The governing cancer of our time

We live in a big, diverse society. There are essentially two ways to maintain order and get things done in such a society - politics or some form of dictatorship. Either through compromise or brute force. Our founding fathers chose politics.

Politics is an activity in which you recognise the simultaneous existence of different groups, interests and opinions. You try to find some way to balance or reconcile or compromise those interests, or at least a majority of them. You follow a set of rules, enshrined in a Constitution or in custom, to help you reach these compromises in a way everybody considers legitimate.

The downside of politics is that people never really get everything they want. It is messy, limited and no issue is ever really settled. Politics is a muddled activity in which people have to recognise restraints and settle for less than they want. Disappointment is normal.

But that is sort of the beauty of politics, too. It involves an endless conversation in which we learn about other people and see things from their vantage point, and try to balance their needs against our own. Plus, it is better than the alternative: rule by some authoritarian tyrant who tries to govern by clobbering everyone in his way.

As Bernard Crick wrote in his book, In Defence Of Politics, "politics is a way of ruling divided societies without undue violence". Over the past generation, we have seen the rise of a group of people who are against politics. These folk - best exemplified by the Tea Party but not exclusive to the right - want to elect people who have no political experience. They want "outsiders".

They delegitimise compromise and deal-making. They are willing to trample on the customs and rules that give legitimacy to legislative decision-making if it helps them gain power. Ultimately, they do not recognise other people. They suffer from a form of political narcissism, in which they do not accept the legitimacy of other interests and opinions. They do not recognise restraints. They want total victories for themselves and their doctrine.

This anti-politics tendency has had a wretched effect on our democracy. It has led to a series of overlapping downward spirals: The anti-politics people elect legislators who have no political skills or experience. That incompetence leads to dysfunctional government, which leads to more disgust with government, which leads to a demand for even more outsiders.

The anti-politics people do not accept that politics is a limited activity. They make soaring promises and raise ridiculous expectations. When those expectations are not met, voters grow cynical and, disgusted, turn even further in the direction of anti-politics. The anti-politics people refuse compromise and, so, block the legislative process. The absence of accomplishment destroys public trust. The decline in trust makes deal-making harder.

We are now at a point where the Senate says it won't even hold hearings on a presidential Supreme Court nominee, in clear defiance of custom and the Constitution. We are now at a point in which politicians live in fear if they try to compromise and legislate. We are now at a point in which normal political conversation has broken down. People feel unheard, which makes them shout even louder, which further destroys conversation.

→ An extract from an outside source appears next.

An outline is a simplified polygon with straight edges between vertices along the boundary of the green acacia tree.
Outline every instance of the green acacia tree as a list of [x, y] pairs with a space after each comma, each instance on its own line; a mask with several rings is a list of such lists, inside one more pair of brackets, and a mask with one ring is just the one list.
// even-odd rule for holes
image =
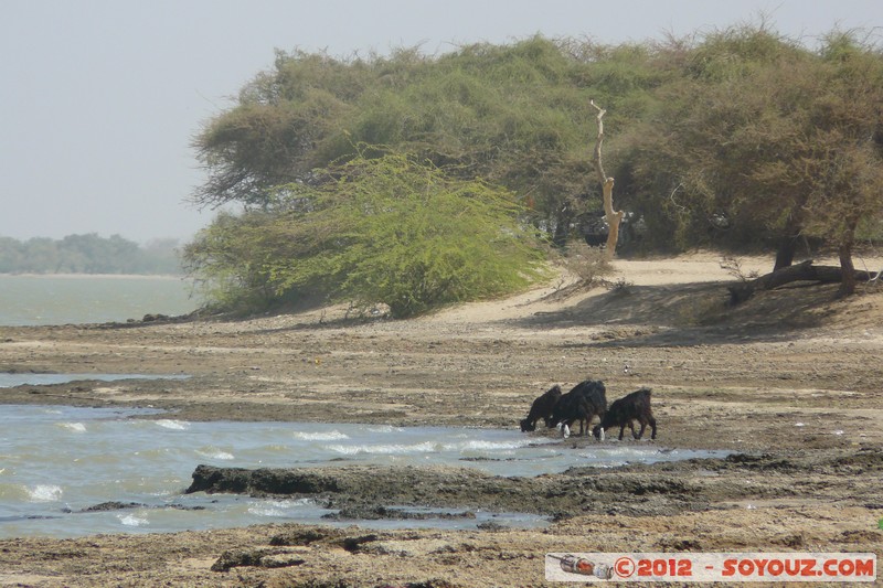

And in walks presidential hopeful Donald Trump. People say he is an unconventional candidate and that he represents a break from politics as usual. That is not true. Mr Trump is the culmination of the trends we have been seeing for the last 30 years: the desire for outsiders, the bashing style of rhetoric that makes conversation impossible, the decline of coherent political parties, the declining importance of policy, the tendency to fight cultural battles, and identity wars through political means.

Mr Trump represents the path the founders rejected. There is a hint of violence undergirding his campaign. There is always a whiff, and sometimes more than a whiff, of "I'd like to punch him in the face".

I printed out a New York Times list of the insults Mr Trump has hurled on Twitter. The list took up 33 pages. Mr Trump's style is bashing and pummelling. Everyone who opposes or disagrees with him is an idiot, a moron or loser. The implied promise of his campaign is that he will come to Washington and bully his way through.

Mr Trump's supporters are not looking for a political process to address their needs. They are looking for a superhero. As political scientist Matthew MacWilliams found, the one trait that best predicts whether you are a Trump supporter is how high you score on tests that measure authoritarianism.

This is not just an American phenomenon. Politics is in retreat and authoritarianism is on the rise worldwide. The answer to Mr Trump is politics. It is acknowledging that other people exist. It is taking pleasure in that difference and hammering out workable arrangements. As political theorist Harold Laski put it: "We shall make the basis of our state consent to disagreement. Therein shall we ensure its deepest harmony."